The new agreement, which was approved by the European Council in July, will establish a duty-free tariff rate quota (TRQ) for American beef in the EU, according to the Office of the U.S. Trade Representative (USTR).

Under the agreement, American ranchers will have an initial TRQ of 18,500 metric tons annually, valued at approximately 220 million U.S. dollars. Over seven years, the TRQ will grow to 35,000 metric tons annually, valued at approximately 420 million U.S. dollars.

"The establishment of this 35,000 metric ton duty-free quota sends the signal to America's cattle industry that Europe is ready for U.S. beef," Jennifer Houston, president of the National Cattlemen's Beef Association, said in a statement.

Currently, U.S. duty-free beef exports to the EU are only approximately 13,000 metric tons annually, valued at approximately 150 million dollars, according to the USTR's Office.

The beef deal came as the United States and the EU are working on a limited trade agreement that would cut tariffs for industrial goods.
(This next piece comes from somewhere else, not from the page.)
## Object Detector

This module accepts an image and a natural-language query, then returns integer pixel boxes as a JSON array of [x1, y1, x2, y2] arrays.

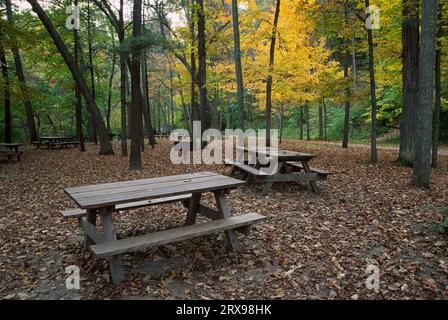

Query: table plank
[[64, 172, 219, 195], [65, 174, 245, 209]]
But the transatlantic trade talks have reached an impasse over whether to include agriculture in the negotiations.

Analysts said the prospect of a U.S.-EU trade deal remains slim in the short term, as the two sides are fighting over subsidies on their respective aerospace companies, Boeing and Airbus, the threat of tariffs on European cars imported to the United States, as well as U.S. tariffs on European steel and aluminum.

Trump has also threatened to impose tariffs on French wine after that country recently passed legislation to impose a new digital services tax that will particularly impact American technology companies.

It remains to be seen whether the digital tax dispute would overshadow U.S.-EU trade talks before a multilateral agreement is reached.